電話の向こう側に響く、女の子たちの楽しそうな笑い声を。
科内1割の女子の声かと思いきや、後日加瀬くんに確かめてみて実はそうじゃないことがわかった。あのキャーキャー言ってたのは、他大学の女子たち。
最初は純粋に科内のゴハン会だったのが、回を重ねるごとにどうも合コン的なものに変化していってるらしく、ここのとこ毎回とっかえひっかえ他大学から女子が混ざりに来ているようなのだ。

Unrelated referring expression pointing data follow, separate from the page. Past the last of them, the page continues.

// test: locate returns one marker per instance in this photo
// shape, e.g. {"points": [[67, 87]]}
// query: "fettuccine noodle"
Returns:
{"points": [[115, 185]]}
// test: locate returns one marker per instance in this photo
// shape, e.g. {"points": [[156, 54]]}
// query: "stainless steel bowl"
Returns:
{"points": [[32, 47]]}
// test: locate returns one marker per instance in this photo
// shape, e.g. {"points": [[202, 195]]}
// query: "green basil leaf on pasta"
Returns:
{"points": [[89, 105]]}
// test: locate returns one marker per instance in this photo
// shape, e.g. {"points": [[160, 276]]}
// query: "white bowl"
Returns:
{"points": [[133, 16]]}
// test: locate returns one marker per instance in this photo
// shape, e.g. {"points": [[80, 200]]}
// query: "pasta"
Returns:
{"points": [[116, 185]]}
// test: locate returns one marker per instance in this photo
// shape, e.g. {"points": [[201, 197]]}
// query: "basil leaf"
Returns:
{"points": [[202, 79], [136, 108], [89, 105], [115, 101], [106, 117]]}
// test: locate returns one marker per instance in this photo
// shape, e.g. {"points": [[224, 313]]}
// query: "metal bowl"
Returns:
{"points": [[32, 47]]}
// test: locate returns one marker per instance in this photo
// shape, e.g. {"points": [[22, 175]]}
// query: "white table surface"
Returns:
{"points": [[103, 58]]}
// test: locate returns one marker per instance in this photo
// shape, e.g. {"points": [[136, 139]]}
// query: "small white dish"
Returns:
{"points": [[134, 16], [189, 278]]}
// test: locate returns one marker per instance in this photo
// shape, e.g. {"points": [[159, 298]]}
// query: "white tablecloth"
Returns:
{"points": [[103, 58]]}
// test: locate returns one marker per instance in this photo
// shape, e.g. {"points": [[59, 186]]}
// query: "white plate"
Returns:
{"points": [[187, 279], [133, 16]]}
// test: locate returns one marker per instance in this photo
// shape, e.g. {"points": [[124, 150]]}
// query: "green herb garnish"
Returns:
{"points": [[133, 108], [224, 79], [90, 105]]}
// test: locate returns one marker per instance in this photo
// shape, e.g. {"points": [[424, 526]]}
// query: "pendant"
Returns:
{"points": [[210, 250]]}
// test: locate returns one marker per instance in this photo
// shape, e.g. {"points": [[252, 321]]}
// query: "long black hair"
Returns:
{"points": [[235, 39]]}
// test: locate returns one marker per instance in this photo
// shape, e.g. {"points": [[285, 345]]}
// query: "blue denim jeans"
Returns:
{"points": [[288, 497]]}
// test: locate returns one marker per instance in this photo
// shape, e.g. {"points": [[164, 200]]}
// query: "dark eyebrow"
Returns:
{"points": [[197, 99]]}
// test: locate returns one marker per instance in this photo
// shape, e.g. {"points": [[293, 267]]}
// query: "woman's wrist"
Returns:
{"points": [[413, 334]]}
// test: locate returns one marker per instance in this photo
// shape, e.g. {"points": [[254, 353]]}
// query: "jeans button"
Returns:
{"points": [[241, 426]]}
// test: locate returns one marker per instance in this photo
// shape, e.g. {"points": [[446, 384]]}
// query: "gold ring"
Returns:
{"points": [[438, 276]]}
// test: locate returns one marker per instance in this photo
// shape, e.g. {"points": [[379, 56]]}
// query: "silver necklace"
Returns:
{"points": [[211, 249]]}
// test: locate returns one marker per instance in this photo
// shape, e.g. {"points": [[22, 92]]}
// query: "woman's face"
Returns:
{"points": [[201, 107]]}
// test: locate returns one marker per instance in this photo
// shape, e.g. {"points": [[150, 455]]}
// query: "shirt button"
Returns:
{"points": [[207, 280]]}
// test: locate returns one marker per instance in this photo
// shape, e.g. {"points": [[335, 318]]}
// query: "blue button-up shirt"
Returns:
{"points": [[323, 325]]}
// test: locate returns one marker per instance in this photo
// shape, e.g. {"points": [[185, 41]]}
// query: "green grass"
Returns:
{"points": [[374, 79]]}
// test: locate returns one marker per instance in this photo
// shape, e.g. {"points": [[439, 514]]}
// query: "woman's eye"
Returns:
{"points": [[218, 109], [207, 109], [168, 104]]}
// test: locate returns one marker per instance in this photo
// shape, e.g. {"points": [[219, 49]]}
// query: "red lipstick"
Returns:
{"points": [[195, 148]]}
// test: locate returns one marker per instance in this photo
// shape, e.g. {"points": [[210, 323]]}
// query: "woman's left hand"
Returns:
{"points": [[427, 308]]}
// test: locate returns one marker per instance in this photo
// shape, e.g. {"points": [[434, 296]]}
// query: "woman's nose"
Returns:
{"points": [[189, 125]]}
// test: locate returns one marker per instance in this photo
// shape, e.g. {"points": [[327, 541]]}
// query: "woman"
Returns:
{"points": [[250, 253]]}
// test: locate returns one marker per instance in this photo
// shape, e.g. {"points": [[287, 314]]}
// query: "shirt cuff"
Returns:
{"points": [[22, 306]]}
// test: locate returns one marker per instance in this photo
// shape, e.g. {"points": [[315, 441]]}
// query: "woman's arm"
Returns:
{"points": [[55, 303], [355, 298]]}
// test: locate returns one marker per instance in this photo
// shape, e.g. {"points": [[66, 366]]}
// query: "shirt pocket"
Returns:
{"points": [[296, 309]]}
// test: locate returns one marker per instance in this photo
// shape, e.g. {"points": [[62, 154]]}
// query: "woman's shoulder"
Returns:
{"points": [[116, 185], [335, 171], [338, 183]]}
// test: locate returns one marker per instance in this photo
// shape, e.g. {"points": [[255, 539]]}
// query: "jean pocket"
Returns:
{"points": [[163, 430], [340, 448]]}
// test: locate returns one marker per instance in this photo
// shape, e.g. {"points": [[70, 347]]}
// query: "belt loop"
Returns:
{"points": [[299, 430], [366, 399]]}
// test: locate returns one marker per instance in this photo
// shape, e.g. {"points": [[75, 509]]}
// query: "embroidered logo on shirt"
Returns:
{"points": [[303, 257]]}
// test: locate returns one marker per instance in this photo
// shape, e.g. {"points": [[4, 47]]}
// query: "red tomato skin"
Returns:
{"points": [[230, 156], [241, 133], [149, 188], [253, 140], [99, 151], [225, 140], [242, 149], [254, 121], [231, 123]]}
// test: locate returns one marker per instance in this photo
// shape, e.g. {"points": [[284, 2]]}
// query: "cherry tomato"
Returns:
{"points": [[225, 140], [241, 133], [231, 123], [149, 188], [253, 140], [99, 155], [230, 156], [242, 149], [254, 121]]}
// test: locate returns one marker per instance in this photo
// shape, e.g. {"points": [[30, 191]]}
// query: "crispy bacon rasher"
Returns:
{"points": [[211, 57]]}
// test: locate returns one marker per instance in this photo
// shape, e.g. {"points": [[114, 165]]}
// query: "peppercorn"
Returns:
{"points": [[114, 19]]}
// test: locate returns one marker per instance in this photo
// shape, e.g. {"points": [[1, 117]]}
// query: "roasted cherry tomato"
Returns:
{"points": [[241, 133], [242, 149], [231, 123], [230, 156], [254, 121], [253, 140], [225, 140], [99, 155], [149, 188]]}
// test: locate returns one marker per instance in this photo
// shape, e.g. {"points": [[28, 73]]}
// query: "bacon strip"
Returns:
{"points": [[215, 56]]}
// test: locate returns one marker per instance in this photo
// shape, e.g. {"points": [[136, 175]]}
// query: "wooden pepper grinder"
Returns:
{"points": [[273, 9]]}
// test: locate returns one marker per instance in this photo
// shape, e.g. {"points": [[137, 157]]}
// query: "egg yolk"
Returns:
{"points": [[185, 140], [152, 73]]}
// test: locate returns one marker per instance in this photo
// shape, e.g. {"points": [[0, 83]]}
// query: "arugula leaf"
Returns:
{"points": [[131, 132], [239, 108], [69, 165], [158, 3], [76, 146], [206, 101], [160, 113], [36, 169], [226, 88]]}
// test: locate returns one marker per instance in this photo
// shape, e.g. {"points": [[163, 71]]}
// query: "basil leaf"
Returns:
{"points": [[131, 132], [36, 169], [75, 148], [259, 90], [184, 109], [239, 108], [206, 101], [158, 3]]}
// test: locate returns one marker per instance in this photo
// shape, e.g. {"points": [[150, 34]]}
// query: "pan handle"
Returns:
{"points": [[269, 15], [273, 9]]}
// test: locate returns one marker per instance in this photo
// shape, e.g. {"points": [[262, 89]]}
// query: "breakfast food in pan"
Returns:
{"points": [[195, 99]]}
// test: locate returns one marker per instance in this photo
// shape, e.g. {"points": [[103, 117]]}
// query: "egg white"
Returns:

内情を知った時はガッカリした。だって加瀬くん、それに何の疑問も持たずフツーに出席してるみたいだったから。
で、私は今、内心ヘソを曲げている。
親睦会があるならそちらへどーぞ、って。
パンパンだったお客さんがあらかたハケてから、私は親睦会のことを八木先輩にグチった。よその大学から女の子が来るんです、って。
そしたら・・
「そりゃあ、B大工学部の親睦会なら、行きたがる女子がイッパイいるでしょ」
「そうなんですかね・・」
「だってB大つったらこの近辺じゃ文句なしのハイブランドじゃん」
先輩の言う通り、B大は他とはちょっと偏差値の格が違う。
「それにさあ、モテる科とモテねえ科ってモンもあんだよ。オレなんか、哲学科って言って女子にいい顔されたことなんか一回もナイぜ? よくて『ふーん』か『へー』よ?」
「とか言いつつ、すんごい笑顔じゃないですか」
「あ、オレはね? 哲学科スゲー気に入ってるからモテなくてもいーの。女子ウケがどんなに悪くても構わない」
私のまわりには男女問わず、結構こういうタイプの人が多い。
おっと話が逸れた、って先輩が加瀬くんの件を思い出した。
「あんたさあ、そんな悠長にイジケてて大丈夫? ボーッとしてたらB大生狙いのスゲー美人に彼氏もってかれんじゃねーの?」
「エ!?」
「小宮山さん、肉食女子と張り合って勝つ自信ある?」
「・・ナ、ナイです、全然」
途端に不安になった。
やっぱ「行かないで」って言えばよかった・・!
21時すぎ。バイトを終えて、今更だけど加瀬くんに電話してみる。
しばらくコールした後に、加瀬くんが電話をとった。
『どした?』
加瀬くんの声と一緒に耳に流れ込む飲食店特有の騒音。
やっぱり今日も、電話口から男子が大騒ぎする声が聞こえてくる。それから楽しそうな女の子の声も。
『えっと・・』
加瀬くんもこの輪の中にいるのか・・って思うと、みるみる気持ちが萎んでく。
『ゴメン。LINEしようとして間違えちゃった』
『そーなの?』
『ウン。また連絡する。じゃあね』
通話を切ったとたん、しーんと静か。
音のギャップに、また、胸をやられる。
「はーあ」
デッカイため息が静かすぎる夜道に響いた。